The government's plans to further tighten the character test to make it easier to deport criminals, even if they haven't served jail time, is likely to deepen a rift between Australia and New Zealand.
New Zealand Prime Minister Jacinda Ardern has already described Australia's deportation policy as "corrosive" after rule changes in 2014 led to a spike in Kiwis being sent back, even if they had lived in Australia for most of their lives.
Under existing laws, visa holders who are sentenced to at least 12 months' jail time face mandatory deportation.
Rather than heeding New Zealand's complaints, the government is now preparing to extend the crackdown to migrants who have committed a crime that carries a maximum sentence of at least two years, even if no jail time is imposed.
Immigration Minister David Coleman reintroduced the legislation to strengthen the character test last month after the government failed to debate it before the May federal election.
Law Professor at La Trobe University Patrick Keyzer told SBS News the proposed legislation will have ramifications for the two countries' relationship.
“Doubling down on the arguably very harsh policies that Australia has developed and is implementing is basically saying ‘look we don’t care about your concerns and in fact we are going to drive a deeper wedge in our relationship’ and I’m not sure that’s a sensible approach,” he told SBS News.
While the laws do not deliberately target New Zealanders, they have a disproportionate effect on Kiwis who make up the largest group of non-citizens living in Australia on temporary visas.
Figures from the Home Affairs Department show that 886 people had their visas cancelled in 2018 - nearly half of which were sent back to New Zealand.
The most common charges resulting in deportation were drug offences, followed by assault and child sex offences.
Professor Keyzer, who has researched the impact of the 2014 changes, said the implementation of the policy was having a devastating impact on many families.

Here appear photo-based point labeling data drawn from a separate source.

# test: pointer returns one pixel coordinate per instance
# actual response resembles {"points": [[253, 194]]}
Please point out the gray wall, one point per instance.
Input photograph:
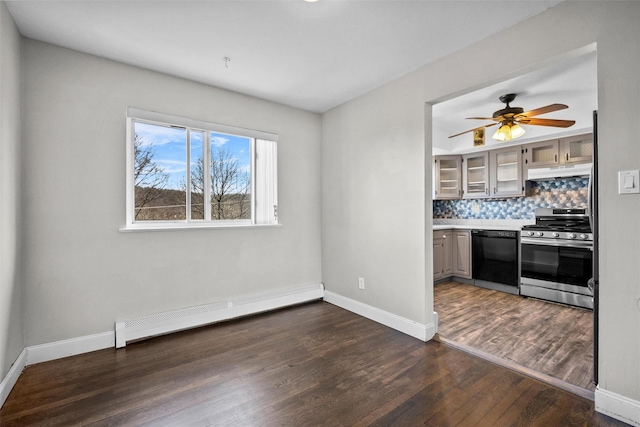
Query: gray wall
{"points": [[81, 273], [376, 180], [11, 327]]}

"It’s often depriving these families of breadwinners and certainly depriving these families of fathers and often times these men have lived in Australia for many, many years, some arriving as children of tender age."
A spokesperson for the New Zealand Prime Minister said they had raised similar concerns about the latest bill, which is currently being examined by a Senate inquiry, as they frequently raise about Australia's deportation policy.
A submission from the NZ High Commission to the original Bill said it would "make a bad situation worse for New Zealanders".
“Australia has the right to make its own immigration rules, but we’ve been very clear that New Zealanders should be able to expect a fair process and consideration of their connections to Australia," Ms Ardern's spokesperson added.
“The impact the bill will have on the number of New Zealand deportees is not clear, as Australia’s existing legislation already includes broad discretion to cancel visas.
“The vast majority of New Zealanders who live in Australia abide by the law.”
The legislation would cover crimes such as common assault, which rarely carries a jail sentence, violating an AVO (Apprehended Violence Order), as well as, child sex offences and drug offences.
Immigration Minister David Coleman has argued the bill would send a clear message to all non-citizens that the Australian community has no tolerance for foreign nationals who have been convicted of crimes.
He said entry and stay in Australia was a privilege, not a right, and anyone who breaks the law should expect to lose that privilege.